The governor left no one in doubt of his level of frustration over the continued rampaging activities of killer-herdsmen across the country. He pointedly gave the Nigeria police a zero mark.

If the governor had his way, there would be no Nigeria Police Force. There would be no Nigeria Security and Civil Defence Corps. Even the Nigerian Army, in so far as they are involved in internal security, would have gone. They no longer exist, in practical terms.

In his estimation, all these Federal Government agencies have woefully failed the nation. They have failed to defend and protect the lives and property of Nigerian citizens.

Ortom, in his bluntness, accused Buhari of bias towards his Fulani tribesmen, reminding him that “he is the President of Nigeria not the President of the Fulani tribe where he hails from”.

He also reminded Buhari his pledge in 2015, to be the President of everybody and of nobody, and therefore, should serve the interest of all Nigerians, irrespective of ethnic or religious leanings.

The governor wondered aloud, “Why is the Federal Government being silent about these Fulani herdsmen? When will Federal Government come out and criticise and arrest herdsmen carrying AK-47? When are they going to do that? Are we second (-class) citizens in this country? Why, (is) the Fulani man superior to a Tiv man? I am not their slave; a Benue man is not slave to any Fulani man in this country.”

He went on: “We stand for justice, equity and fairness. Whatever is happening to a Fulani man should also happen to a Tiv man. That was why I called the Federal Government to license me and many others to have guns, to have AK-47 too. Because, if I have my AK-47 and a Fulani man is coming there, he knows that I have and he has, then we can fight each other.

“But you can’t disarm me and arm a Fulani man. This is not right, the Federal Government is biased, it is unfair. The failure in security is caused by Federal Government.”

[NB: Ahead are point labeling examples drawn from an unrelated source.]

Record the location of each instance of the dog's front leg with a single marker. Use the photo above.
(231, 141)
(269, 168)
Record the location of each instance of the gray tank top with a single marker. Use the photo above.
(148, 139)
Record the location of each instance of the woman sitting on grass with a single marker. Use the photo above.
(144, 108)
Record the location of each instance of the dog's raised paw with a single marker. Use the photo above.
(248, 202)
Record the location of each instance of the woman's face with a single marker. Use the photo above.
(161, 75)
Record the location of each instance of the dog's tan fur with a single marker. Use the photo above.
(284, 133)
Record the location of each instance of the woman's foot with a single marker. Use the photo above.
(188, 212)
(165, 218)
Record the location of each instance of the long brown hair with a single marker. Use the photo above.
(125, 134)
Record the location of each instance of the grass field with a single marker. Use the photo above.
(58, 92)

Ortom reminded President Buhari that: “You are the President of the Federal Republic of Nigeria, you are not the President of Fulani. You are the President of everybody and I owe you a duty as a stakeholder in this nation to let you know that what is going on is wrong and this has the potential of dividing this country, which will not be in the interest of anyone – some of us believe in the unity of this country.”

Governor Ortom wondered why Abuja would ban some groups that are not violent in nature, while leaving out some others that had been rated globally as number our most dangerous group in the world. He also wondered why no arrest has been made of the herdsmen that carry of the heinous activities across the country, including giving people slow deaths.

The governor pointed out that the decision by the Presidency to rise in defense of herdsmen any time they are being criticised or condemned for destroying people’s farms was unbecoming of a federal government and that such actions gave the President away as being biased.

Governor Ortom is not even ready to close his mouth over the situation. He has taken it upon himself to shout to the roof tops, perhaps, he may be heard. He said he was not afraid of being persecuted for his stand, as he had passed through such before, to the point of attempted impeachment.

On Thursday, February, he addressed a press conference in Abuja, where he insisted that there was the need to review the ECOWAS Protocol on Movement, to ensure that foreigners/citizens of other countries do not continue to move into Nigeria with their cattle, without check.

He also called for a state of emergency on security in the country, warning that if that step is not taken, “We may wake up one day to find out that there is no more Nigeria.”